The passenger contended that coverage existed because the rental car constituted a “temporary substitute auto” under the Geico policy. Geico countered that because Avis had not given Jordan express permission to drive the rental car, the rental vehicle was not a “temporary substitute auto” as to the named insured, Shazier, under the terms of the Geico policy and thus Geico had no duty to defend or indemnify either Shazier or Jordan.
A trial court agreed with Shazier. However, the district court reversed and ruled that the rental car did not constitute a “temporary substitute auto.” The district court determined that the rental contract between Avis and Shazier — a contract that prohibited anyone not authorized by Avis from driving the car– governed whether Avis had given its permission for the use of the car within the meaning of Geico’s policy.
With regard to an “owned auto,” the Geico insurance contract covers the policyholder and “any other person using the auto with [the policyholder’s] permission.” As to a “non-owned auto,” the insurance contract covers the policyholder and his or her relatives “when driving the non-owned auto” with permission of the owner. The term “non-owned auto” includes “a private passenger, farm or utility auto or trailer not owned by or furnished for the regular use of either [the policy holder] or a relative” but expressly excludes a “temporary substitute auto.”
The Supreme Court noted that Geico’s definition of “temporary substitute auto” required that the vehicle be “temporarily used with permission of the owner.” The 1st District held that because the Avis rental contract between Shazier and Avis did not expressly authorize Jordan to operate the vehicle, the rental car was not being “used with the permission of the owner,” which was Avis. Thus, the rental vehicle was deemed a “non-owned auto” instead of a “temporary substitute auto,” and Geico denied coverage under the policy.
However, the Supreme Court said the district court erred in coming up with a new definition of permission in such cases. Under a long-established doctrine, “liability is imposed on the owner of an automobile who voluntarily entrusts the vehicle to an individual who causes damage to others through the negligent operation of the vehicle,” the state’s high court said.

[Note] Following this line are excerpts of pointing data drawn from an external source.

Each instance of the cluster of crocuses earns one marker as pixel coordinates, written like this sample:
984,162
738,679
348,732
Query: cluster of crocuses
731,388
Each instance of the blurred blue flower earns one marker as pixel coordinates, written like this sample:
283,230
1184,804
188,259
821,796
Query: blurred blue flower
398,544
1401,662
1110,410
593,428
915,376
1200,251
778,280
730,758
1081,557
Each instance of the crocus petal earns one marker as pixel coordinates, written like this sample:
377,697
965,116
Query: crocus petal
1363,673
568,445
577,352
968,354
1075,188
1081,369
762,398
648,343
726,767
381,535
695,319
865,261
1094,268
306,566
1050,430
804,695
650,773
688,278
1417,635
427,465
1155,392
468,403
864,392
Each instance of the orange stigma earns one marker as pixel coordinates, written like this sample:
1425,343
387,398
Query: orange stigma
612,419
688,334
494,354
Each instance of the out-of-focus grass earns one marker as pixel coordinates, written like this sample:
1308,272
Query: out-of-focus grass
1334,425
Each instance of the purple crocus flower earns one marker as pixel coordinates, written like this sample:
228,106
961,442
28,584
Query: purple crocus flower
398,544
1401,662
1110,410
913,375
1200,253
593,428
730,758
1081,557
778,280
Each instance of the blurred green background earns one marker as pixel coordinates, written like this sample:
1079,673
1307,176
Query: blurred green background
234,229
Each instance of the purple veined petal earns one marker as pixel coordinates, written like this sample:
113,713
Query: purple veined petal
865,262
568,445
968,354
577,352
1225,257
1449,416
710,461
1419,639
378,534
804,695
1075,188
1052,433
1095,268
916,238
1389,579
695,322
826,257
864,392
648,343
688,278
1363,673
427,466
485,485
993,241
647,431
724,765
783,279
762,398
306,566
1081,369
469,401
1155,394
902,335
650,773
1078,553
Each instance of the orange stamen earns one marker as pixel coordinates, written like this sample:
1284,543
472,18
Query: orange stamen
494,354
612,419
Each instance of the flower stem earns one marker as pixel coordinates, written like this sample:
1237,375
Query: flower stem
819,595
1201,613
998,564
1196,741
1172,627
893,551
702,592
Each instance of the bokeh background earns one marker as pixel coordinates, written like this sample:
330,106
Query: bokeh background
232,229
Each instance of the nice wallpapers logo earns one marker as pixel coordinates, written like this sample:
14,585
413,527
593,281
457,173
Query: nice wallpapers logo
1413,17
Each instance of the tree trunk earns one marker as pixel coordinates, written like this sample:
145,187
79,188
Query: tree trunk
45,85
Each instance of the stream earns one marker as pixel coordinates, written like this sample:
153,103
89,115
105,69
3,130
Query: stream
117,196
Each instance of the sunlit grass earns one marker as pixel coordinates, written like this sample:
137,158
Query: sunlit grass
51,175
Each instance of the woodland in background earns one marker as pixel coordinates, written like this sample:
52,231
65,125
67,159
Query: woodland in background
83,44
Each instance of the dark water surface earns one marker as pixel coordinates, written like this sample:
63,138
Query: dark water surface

According to the court’s previous decisions, under Florida’s common law dangerous instrumentality doctrine, an owner’s, bailee’s, lessee’s, or permittee’s consent to the use of a vehicle “cannot be vitiated by invocation of third-party agreements [the Avis contract] that attempts to limit the scope of who may operate a vehicle.”
Geico’s policy defined “temporary substitute auto” as a vehicle not owned by the insured that is “temporarily used with the permission of the owner . . . as a substitute for the owned auto.” Thus, although the insured does not actually own the car, Geico covers a substitute auto as if it were owned by the insured as long the real owner gave permission for its use, the state’s high court said.
Accordingly, under Geico’s policy, Shazier had the permission of the owner of the vehicle, and the car became the insured’s “owned car” under the Geico policy at that moment. Shazier’s “owned car” by definition was being used with her permission at the time of the collision, and Geico cannot escape liability contrary to Florida law.
Chief Justice Charles Canady and Justice Ricky Polston dissented, saying they found no conflict with the earlier decisions.
The cases are SC10-1068 – Rethell Byrd Chandler, Etc., Et Al. v. Geico Indemnity Company, Et Al. and SC10-1070 – Monica Steele, v. Geico Indemnity Company, Et Al.